OOPSLA '99, "Object-Oriented Programming, Systems, Languages, and Applications", Nov. 1-5, 1999, Denver, CO.
This was an excellent conference with good tutorials and interesting exhibits.
Summary
- The tutorials were good; I took "Responsibility-Driven Design", "Usage-Centered Design with Essential Use Cases", "Subject-Oriented Programming…", and "Building and Reusing Highly Re-Useable and Configurable Frameworks".
- The conference had a number of interesting talks, including a particularly good keynote, "Analyzing Object-Oriented Software Architectures", by Rick Kazman.
- There was a vendor exhibit as well.
Tutorials
"Responsibility-Driven Design" by Wirfs-Brock & McKean. In their approach, you classify objects by their roles, such as "info-holder" or "controller". Then you balance behavior between objects in way that objects are approximately of equal intelligence, and collaborations are simplified.

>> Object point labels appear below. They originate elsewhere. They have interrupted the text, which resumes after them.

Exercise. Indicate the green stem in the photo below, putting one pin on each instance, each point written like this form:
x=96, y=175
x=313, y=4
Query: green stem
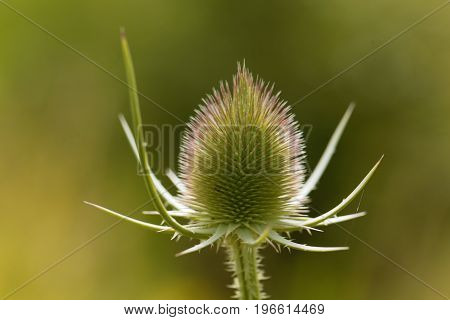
x=245, y=263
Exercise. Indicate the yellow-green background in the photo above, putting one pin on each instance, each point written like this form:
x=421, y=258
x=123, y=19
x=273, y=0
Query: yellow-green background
x=61, y=142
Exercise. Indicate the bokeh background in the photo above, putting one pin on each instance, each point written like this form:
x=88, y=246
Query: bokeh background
x=61, y=142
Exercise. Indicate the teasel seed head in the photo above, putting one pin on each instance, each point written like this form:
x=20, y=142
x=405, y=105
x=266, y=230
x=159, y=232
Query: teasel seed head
x=242, y=176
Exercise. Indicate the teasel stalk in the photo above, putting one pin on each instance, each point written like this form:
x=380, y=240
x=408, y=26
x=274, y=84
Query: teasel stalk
x=242, y=182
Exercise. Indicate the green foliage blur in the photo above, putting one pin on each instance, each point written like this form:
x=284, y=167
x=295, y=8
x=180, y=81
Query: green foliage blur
x=62, y=142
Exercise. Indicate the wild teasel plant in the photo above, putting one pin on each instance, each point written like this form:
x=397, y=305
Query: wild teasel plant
x=242, y=177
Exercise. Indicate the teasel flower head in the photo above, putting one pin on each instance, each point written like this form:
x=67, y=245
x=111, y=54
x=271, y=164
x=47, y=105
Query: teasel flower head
x=242, y=180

"Usage-Centered Design with Essential Use Cases" by Noble and Constantine. Their approach focuses on simplifying and generalizing use case descriptions. They recognize new relationships between use cases (e.g., "resembles"). They focus on showing accurate relationships between use cases (such as showing where things can proceed in parallel or what absolutely must precede what). They also have a method to help in moving from use cases to user interfaces.

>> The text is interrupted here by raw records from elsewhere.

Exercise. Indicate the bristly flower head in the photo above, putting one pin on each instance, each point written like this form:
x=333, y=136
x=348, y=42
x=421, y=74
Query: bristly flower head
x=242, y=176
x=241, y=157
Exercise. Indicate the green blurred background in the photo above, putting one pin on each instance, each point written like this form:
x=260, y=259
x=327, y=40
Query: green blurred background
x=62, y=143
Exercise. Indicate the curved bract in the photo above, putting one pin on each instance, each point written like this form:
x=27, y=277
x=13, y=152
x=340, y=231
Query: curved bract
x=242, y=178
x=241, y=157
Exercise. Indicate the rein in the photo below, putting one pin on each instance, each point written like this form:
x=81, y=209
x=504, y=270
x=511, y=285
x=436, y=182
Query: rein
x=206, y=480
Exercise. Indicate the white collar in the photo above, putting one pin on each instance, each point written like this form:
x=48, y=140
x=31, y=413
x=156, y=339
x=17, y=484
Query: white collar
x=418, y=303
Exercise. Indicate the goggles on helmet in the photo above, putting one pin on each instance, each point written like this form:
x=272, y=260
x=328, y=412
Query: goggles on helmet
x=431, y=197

"Subject-Oriented Programming…" by Ossher and Tarr. Subject-oriented programming extends the OO approach with "subjects" that describe independent parts of a program. For example, a calculator might have checking, display, and evaluation features, as well as logging and caching. A subject-oriented program for this would have separate pieces that focus on the individual areas, and use composition rules to produce the final (merged) program. Their approach attempts to make changes "additive" instead of affecting existing code.
"Building and Reusing Highly Re-useable and Configurable Frameworks" by Devos and Tilman. This tutorial was a disappointment. They used a reflective approach to build a framework. The framework was a technical success but it required a lot of tuning to be used with a relatively small databases of ~150K items. Some parts of this talk were more useful, looking at frameworks from the view of domain analysis, amortizing development, and generating support.
Conference
My favorite two talks: "Fun with Squeak and Other Smalltalks" by Dan Ingalls. Squeak is a fairly new version of Smalltalk, with impressive support for multimedia).
"Analyzing Object-Oriented Software Architectures", by Rick Kazman. Kazman's group at CMU's Software Engineering Institute is building a conceptual framework where you can take non-functional requirements ("ilities" such as scalability, performance, etc.) and map them back against candidate architectures. See http://www.sei.cmu.edu/ata/ata_init2.html for more information.
I went to panels on "Is UML an ADL?" ("not really"), "Product Development at Net Speed" ("nobody knows what it takes to do it in the corporate environment"), and "The Show Trial of the Gang of Four" ("fairly funny"). I went to a standup talk on XP (and I hope to follow up on this area); the poster sessions; miscellaneous paper reports; an e-commerce talk; and a keynote by James Burke ("entertaining but not convincing").
I saw three themes in the conference:
- Patterns are through the "hype cycle": the GOF design patterns are no longer blindly touted as useful everywhere, but instead are seen as part of the designer's toolbox, to be understood and used where appropriate.
- "Architecture" is a new focus. There is a realization that there's still no consensus on exactly what "architecture" means.
- RUP ("Rational Unified Process") has problems; people are exploring OPEN and XP.
Exhibit
Exhibitors included Addison-Wesley, Advanced Software Techngologies, Instantiations, Princeton Softech, QSS, Sterling Software, Silvermark, Unity Software, and many others.